(114 days)
The VIDA|vision software provides reproducible CT values for pulmonary tissue, which is essential for providing quantitative support for diagnosis and follow up examinations. VIDA|vision can be used to support the physician in the diagnosis and documentation of pulmonary tissue images (e.g., abnormalities) from CT thoracic datasets. Three-D segmentation and isolation of sub-compartments, volumetric analysis, density evaluations, low density cluster analysis and reporting tools are combined with a dedicated workflow. The VIDA vision software package is also intended to be a real-time interactive evaluation in space and time for CT volume data sets that provides the reconstruction of two dimensional images into a three-dimensional image format.
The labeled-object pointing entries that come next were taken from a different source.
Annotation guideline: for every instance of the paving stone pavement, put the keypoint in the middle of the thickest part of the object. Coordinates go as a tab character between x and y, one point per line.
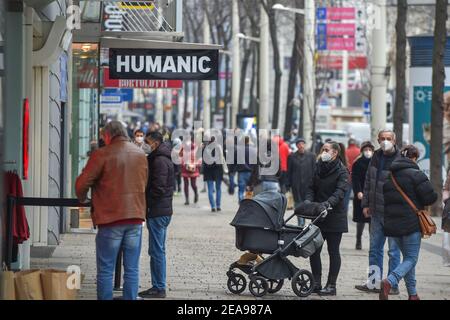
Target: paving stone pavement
200	247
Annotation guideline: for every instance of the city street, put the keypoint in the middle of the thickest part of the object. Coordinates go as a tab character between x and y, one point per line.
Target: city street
200	247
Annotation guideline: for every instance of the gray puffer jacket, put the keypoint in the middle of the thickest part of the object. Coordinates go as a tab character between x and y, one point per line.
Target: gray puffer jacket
373	186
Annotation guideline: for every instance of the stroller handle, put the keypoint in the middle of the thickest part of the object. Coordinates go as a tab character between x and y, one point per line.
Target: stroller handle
323	215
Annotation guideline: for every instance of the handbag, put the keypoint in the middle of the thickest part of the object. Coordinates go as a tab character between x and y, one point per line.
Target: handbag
427	225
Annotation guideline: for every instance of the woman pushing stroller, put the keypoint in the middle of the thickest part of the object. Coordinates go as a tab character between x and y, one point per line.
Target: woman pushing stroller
330	183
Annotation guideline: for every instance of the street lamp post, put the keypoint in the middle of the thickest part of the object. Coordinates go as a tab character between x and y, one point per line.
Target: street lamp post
264	62
308	68
236	78
378	74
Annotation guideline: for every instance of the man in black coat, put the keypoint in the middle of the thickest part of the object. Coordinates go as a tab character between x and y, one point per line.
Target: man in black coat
301	165
328	187
160	189
401	221
373	206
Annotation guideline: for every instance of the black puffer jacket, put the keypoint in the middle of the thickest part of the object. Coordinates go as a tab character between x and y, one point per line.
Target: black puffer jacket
161	182
399	218
330	183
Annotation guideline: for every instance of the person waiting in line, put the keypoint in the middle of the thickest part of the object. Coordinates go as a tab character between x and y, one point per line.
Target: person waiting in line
301	166
160	189
358	175
328	187
139	141
261	181
213	175
190	170
119	169
401	221
244	166
373	207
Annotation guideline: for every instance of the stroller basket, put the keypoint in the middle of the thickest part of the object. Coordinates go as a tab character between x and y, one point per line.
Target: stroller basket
309	243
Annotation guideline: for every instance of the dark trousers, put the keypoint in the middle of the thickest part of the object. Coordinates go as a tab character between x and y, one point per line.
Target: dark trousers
186	186
333	240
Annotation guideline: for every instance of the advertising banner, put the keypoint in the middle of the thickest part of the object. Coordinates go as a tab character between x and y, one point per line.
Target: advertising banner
164	64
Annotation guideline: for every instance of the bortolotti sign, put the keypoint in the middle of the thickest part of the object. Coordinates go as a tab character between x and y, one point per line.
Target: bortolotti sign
164	64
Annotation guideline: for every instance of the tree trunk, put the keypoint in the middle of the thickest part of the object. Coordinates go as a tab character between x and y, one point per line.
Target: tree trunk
437	114
297	54
245	63
400	62
276	65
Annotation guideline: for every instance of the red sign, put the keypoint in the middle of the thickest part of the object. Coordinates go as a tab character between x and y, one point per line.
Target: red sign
341	13
334	62
139	84
341	44
341	29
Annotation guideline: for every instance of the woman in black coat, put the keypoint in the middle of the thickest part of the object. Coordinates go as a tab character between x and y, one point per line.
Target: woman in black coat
330	183
401	222
359	170
213	174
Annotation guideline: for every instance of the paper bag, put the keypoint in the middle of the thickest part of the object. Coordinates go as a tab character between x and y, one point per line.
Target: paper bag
57	285
28	285
7	289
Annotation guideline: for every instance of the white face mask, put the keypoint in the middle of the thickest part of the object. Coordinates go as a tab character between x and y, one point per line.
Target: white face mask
387	146
139	139
326	157
368	154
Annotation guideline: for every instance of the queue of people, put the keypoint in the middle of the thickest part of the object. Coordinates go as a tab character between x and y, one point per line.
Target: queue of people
135	181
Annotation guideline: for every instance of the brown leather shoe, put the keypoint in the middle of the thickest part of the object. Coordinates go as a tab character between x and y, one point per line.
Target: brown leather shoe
385	289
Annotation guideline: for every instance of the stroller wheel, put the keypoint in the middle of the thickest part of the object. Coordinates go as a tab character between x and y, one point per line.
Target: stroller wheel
303	283
275	286
258	286
236	283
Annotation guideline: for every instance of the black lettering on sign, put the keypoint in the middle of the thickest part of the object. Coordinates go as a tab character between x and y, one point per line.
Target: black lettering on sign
164	64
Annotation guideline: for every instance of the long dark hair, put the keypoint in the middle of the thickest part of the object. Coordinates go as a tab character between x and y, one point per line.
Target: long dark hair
337	147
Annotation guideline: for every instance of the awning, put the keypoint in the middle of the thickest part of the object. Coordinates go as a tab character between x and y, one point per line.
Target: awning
129	43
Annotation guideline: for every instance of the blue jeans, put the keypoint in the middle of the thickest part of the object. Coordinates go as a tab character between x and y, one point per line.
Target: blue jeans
232	182
157	229
410	247
108	242
376	251
243	178
218	190
301	221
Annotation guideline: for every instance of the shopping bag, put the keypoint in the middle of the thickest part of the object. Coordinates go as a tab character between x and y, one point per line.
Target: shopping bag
290	198
446	249
28	285
58	285
7	289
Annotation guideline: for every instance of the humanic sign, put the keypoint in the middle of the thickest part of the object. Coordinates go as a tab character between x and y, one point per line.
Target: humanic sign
164	64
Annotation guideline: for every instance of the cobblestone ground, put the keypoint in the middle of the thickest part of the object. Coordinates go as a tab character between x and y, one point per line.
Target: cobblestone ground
200	247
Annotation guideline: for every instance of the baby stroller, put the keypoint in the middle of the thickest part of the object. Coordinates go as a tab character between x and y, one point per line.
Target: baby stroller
260	228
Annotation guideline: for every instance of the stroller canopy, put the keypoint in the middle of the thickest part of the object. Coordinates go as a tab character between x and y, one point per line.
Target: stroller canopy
265	211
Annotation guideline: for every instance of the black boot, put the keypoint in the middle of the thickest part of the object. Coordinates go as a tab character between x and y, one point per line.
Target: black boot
317	284
329	290
196	197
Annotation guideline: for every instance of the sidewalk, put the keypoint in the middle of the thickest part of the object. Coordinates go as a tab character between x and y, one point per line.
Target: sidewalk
200	248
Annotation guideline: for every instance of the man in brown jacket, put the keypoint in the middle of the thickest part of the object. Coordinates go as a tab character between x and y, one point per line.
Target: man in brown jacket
117	175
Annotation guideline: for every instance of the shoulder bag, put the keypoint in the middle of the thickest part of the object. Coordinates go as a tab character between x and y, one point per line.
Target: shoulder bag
427	225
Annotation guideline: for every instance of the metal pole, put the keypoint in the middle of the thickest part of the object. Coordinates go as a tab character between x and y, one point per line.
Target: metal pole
309	77
378	77
344	79
236	65
206	84
264	70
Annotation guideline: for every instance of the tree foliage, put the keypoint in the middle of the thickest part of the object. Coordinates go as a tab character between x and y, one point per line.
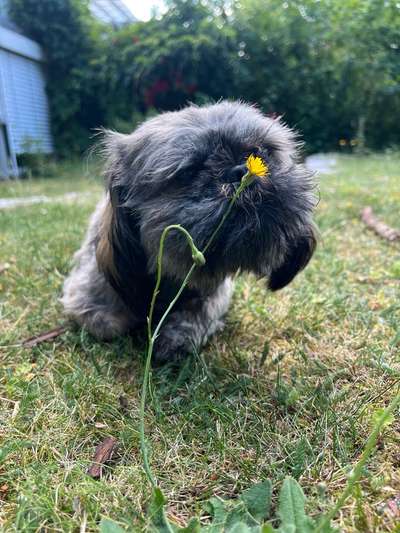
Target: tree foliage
330	67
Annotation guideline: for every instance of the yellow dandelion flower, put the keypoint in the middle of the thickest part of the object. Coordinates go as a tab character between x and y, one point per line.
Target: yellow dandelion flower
257	166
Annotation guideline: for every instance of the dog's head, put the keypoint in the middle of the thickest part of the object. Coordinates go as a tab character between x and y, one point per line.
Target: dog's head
182	168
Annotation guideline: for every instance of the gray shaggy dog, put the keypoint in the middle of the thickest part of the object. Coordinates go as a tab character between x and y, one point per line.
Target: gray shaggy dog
182	168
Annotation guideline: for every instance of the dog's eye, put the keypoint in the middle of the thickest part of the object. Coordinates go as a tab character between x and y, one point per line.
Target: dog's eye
254	150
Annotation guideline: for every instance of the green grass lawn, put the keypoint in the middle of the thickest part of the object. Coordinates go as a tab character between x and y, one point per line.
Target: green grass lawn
330	341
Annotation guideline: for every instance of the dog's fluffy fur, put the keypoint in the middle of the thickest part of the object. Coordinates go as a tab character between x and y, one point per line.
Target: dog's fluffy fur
182	168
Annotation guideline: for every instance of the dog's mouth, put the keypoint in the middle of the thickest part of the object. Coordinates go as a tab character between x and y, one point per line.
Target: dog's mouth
255	194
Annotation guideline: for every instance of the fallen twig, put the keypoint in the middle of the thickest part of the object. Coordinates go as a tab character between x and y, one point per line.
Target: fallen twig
380	228
43	337
103	453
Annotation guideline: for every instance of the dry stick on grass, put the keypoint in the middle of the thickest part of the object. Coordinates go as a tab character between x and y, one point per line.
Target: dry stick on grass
43	337
103	453
380	228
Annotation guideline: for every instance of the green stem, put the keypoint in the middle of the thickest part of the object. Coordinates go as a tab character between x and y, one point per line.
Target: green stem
358	469
198	258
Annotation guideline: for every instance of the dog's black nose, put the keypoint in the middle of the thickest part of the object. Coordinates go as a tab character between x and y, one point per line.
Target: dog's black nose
235	174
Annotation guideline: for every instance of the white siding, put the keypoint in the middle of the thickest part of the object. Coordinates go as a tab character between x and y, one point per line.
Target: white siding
25	101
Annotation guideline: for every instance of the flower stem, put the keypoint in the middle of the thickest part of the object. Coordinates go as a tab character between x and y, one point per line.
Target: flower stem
358	469
198	258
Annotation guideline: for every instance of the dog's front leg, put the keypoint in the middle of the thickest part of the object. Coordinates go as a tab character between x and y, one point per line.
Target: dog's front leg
188	328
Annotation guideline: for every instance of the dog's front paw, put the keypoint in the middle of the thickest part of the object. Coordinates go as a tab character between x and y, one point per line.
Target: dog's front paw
169	349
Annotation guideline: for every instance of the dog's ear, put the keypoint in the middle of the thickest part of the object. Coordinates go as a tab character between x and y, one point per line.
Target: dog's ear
298	255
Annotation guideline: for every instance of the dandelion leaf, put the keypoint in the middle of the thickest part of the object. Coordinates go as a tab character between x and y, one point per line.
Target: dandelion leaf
257	500
291	509
109	526
158	518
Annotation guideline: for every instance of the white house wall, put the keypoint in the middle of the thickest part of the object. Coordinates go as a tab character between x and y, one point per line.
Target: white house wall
25	101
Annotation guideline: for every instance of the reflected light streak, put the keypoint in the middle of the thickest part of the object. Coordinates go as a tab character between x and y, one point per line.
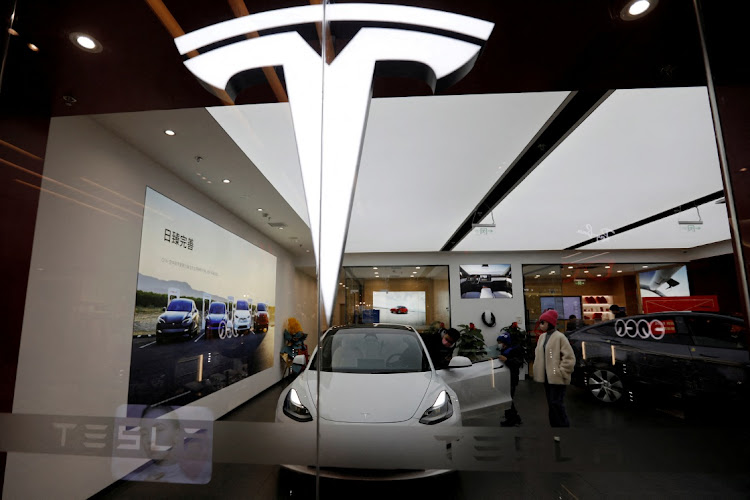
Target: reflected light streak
68	186
589	257
19	150
44	190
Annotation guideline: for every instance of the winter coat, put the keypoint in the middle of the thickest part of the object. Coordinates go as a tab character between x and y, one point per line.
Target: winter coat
558	360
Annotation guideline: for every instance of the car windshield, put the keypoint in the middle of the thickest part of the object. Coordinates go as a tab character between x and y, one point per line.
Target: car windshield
217	308
371	350
180	305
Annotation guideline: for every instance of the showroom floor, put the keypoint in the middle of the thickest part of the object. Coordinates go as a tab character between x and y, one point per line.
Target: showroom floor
615	451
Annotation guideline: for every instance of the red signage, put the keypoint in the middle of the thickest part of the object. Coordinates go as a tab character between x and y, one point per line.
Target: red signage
705	303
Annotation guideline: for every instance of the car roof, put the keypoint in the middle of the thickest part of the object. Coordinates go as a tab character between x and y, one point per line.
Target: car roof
371	326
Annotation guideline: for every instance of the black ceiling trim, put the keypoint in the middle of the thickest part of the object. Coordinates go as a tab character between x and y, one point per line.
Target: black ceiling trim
667	213
576	108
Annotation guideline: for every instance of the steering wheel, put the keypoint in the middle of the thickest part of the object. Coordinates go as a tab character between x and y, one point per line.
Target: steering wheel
393	359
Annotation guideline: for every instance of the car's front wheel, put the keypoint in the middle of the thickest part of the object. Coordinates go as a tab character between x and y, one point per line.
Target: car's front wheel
606	385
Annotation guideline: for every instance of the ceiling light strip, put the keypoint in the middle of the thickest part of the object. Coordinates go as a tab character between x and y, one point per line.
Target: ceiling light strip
661	215
571	113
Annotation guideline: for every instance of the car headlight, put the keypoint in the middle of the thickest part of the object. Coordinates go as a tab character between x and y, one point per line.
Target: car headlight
293	408
441	410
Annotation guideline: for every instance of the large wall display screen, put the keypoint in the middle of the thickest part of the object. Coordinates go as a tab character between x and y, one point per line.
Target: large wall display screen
664	282
406	308
485	281
565	306
204	309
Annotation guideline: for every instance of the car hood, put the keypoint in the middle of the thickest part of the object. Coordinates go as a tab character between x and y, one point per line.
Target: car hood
369	398
172	316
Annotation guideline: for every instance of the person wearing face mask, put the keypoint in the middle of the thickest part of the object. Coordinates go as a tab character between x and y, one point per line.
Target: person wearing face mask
441	351
554	361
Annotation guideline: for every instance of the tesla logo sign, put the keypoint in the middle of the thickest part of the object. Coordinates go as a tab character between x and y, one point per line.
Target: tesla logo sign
329	102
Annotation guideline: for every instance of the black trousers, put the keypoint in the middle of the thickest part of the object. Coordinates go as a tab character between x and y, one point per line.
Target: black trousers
556	404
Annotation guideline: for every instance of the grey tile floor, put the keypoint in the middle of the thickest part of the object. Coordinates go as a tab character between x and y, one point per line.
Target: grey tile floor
616	452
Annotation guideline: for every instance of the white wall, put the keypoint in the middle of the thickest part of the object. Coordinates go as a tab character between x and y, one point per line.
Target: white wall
506	311
76	342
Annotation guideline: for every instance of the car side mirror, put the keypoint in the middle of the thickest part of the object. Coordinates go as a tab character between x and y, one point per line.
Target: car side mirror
459	362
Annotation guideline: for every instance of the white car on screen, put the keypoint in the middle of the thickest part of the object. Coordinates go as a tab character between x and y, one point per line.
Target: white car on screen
243	318
375	379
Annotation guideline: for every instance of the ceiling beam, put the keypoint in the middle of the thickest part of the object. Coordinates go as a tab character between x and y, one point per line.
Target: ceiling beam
648	220
571	113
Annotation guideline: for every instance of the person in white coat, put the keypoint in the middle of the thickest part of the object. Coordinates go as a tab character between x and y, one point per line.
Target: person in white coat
556	360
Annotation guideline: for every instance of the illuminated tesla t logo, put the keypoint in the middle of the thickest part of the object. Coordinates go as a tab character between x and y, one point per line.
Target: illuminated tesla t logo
329	102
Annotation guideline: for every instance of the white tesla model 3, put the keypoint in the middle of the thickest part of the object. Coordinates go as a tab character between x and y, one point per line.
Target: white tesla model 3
377	382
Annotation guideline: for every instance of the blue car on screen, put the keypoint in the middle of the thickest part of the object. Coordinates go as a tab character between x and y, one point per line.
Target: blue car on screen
180	320
218	321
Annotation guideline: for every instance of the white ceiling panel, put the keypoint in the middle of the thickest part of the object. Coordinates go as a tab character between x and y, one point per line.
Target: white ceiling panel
641	152
428	161
668	233
264	132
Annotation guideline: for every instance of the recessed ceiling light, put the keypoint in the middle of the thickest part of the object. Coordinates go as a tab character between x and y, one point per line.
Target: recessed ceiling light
85	42
635	9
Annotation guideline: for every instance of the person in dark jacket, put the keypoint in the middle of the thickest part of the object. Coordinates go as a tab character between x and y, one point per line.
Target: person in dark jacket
440	347
512	355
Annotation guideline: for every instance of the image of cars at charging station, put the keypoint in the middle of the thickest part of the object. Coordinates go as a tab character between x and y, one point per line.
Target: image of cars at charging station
262	319
219	320
243	316
180	319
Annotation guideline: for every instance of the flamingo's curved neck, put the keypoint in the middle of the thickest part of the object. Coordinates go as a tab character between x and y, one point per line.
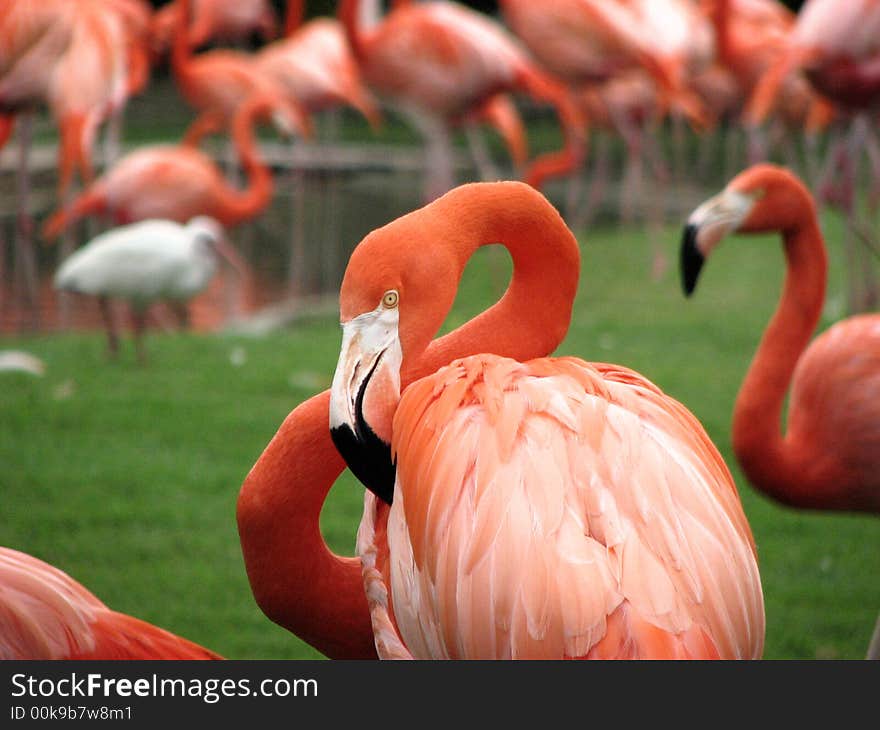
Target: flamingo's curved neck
719	15
293	17
239	205
181	52
297	581
761	449
532	317
358	17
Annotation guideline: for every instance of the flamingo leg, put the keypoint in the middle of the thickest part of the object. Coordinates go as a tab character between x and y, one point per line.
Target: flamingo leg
440	176
110	324
486	168
139	320
26	262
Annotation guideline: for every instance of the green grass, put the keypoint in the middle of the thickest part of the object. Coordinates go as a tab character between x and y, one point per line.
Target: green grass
127	476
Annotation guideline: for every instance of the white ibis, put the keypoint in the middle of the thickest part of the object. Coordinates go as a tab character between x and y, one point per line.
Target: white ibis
146	262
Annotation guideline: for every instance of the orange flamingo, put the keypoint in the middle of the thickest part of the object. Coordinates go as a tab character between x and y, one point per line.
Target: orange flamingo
217	82
313	63
177	182
835	45
440	61
585	42
45	614
215	20
828	458
570	509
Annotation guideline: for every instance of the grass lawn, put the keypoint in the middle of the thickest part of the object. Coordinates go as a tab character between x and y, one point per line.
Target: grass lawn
127	476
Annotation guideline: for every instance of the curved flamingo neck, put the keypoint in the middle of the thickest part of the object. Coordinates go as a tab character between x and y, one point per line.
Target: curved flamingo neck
181	51
768	458
532	317
294	16
238	205
719	15
295	578
358	19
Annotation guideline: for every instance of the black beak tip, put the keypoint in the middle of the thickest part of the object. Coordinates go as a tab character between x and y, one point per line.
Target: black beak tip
691	259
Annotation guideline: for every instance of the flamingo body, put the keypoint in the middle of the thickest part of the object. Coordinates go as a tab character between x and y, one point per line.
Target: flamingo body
45	614
834	414
177	182
829	455
315	66
558	509
522	507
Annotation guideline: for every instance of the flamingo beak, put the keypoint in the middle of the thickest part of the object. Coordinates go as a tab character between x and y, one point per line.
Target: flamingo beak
705	229
363	397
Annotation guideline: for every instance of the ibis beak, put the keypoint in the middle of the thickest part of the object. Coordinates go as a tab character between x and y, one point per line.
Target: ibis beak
363	396
706	227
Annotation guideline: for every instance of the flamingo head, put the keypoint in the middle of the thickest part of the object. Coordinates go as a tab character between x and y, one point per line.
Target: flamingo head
398	287
763	198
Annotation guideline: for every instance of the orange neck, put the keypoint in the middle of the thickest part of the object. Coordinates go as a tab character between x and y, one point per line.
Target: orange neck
181	55
531	318
294	17
767	458
239	205
296	580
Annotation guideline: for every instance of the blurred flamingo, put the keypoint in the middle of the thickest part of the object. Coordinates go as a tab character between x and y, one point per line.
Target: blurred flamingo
147	262
217	82
438	62
586	42
45	614
837	47
178	182
510	549
313	63
215	20
829	456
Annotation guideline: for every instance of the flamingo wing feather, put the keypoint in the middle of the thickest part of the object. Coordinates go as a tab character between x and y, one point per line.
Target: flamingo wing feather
545	508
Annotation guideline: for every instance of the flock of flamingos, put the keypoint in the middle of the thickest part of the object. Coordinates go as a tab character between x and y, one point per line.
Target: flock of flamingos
517	505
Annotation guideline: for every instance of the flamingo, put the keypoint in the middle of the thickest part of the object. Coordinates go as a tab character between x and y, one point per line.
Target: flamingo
45	614
215	20
835	46
439	61
829	456
217	82
314	64
539	507
585	42
146	262
177	182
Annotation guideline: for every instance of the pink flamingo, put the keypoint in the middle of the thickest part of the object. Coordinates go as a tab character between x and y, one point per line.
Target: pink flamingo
439	61
829	456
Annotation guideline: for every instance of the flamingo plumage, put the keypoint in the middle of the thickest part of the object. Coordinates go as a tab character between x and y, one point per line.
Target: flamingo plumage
315	66
496	549
215	21
178	182
828	456
46	614
147	262
441	61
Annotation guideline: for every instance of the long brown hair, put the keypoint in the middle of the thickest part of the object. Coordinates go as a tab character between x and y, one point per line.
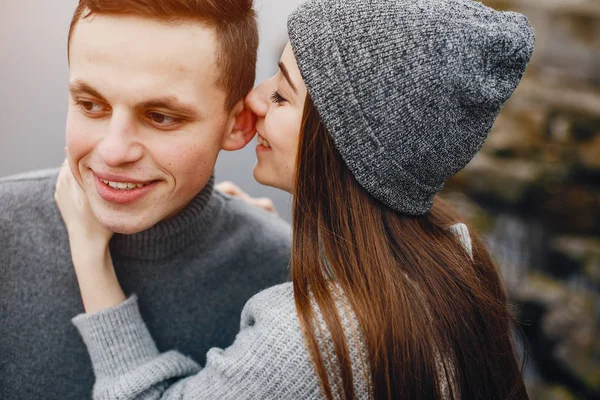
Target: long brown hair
434	321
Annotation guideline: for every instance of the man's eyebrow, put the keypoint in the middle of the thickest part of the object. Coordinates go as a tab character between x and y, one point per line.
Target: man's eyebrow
79	87
286	74
170	103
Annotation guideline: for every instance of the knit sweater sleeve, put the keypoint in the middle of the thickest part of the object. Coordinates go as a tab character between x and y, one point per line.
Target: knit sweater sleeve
268	359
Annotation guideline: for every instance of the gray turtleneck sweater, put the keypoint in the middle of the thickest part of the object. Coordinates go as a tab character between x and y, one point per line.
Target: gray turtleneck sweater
268	359
193	274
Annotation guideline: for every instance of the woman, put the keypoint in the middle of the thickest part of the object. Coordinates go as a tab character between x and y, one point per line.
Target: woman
376	104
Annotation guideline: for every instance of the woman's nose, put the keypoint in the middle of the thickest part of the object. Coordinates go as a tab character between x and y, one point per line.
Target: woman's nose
257	100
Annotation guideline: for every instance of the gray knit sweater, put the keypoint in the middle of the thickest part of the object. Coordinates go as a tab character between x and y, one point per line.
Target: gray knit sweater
268	359
193	275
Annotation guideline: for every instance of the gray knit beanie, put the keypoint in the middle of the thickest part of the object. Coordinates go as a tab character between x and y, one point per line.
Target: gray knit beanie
408	89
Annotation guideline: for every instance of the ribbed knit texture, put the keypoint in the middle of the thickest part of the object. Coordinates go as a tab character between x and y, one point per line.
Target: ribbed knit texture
193	273
408	90
268	360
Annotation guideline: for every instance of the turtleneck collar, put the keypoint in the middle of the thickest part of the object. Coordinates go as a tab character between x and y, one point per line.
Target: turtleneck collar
170	236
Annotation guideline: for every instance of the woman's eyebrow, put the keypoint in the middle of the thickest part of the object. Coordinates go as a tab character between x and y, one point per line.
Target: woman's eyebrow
286	74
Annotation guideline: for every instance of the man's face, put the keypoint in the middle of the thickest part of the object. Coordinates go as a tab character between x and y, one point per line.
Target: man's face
146	118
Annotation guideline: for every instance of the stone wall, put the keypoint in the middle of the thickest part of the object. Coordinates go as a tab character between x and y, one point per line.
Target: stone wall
534	192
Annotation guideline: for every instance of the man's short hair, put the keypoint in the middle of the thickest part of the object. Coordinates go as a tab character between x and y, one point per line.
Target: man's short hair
234	22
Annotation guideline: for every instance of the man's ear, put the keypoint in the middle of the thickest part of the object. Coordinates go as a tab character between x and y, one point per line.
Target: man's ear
243	130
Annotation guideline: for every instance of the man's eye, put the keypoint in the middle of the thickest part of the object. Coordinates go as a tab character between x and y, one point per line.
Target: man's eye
163	120
91	106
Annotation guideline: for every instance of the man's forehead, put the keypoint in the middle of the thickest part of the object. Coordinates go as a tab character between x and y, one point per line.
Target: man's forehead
146	44
141	58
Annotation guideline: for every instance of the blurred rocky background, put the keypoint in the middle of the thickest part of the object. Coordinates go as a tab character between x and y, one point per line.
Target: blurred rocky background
534	193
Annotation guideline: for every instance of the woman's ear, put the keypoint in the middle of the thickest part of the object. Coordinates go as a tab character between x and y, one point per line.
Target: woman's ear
243	129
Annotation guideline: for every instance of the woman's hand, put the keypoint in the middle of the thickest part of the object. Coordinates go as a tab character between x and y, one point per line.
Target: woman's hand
89	242
234	190
81	223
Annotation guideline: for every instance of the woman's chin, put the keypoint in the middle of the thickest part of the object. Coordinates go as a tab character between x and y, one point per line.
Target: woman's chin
265	178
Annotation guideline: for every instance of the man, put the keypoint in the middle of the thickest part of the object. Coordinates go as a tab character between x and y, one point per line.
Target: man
156	91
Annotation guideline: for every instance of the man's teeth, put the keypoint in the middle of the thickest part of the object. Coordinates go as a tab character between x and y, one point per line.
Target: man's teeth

VIDA|vision is a self-contained image analysis software package. This real-time interactive evaluation in space and time of CT volume datasets provides the reconstruction of two-dimensional images into a three-dimensional image format.
VIDA|vision can be used to support the physician in the diagnosis, treatment planning, and documentation of chest diseases, including lung cancer, asthma, COPD, interstitial lung disease and other lung abnormalities e.g. when examining the pulmonary and thoracic tissue (i.e. lung parenchyma) in CT thoracic datasets.
Evaluation (3D segmentation & isolation of sub-compartments, volumetric analysis, density evaluations, and low density cluster analysis), editing, and reporting tools are combined with a dedicated workflow.
VIDA|vision is designed to analyze pulmonary CT slice data and display analysis results. Each voxel of the scan is measured by Hounsfield units (HU), a measurement of x-ray attenuation that is applied to each volume element in three dimensional space ("voxel"). The HU are utilized to distinguish between air, water, tissue and bone, such distinction is common in the industry.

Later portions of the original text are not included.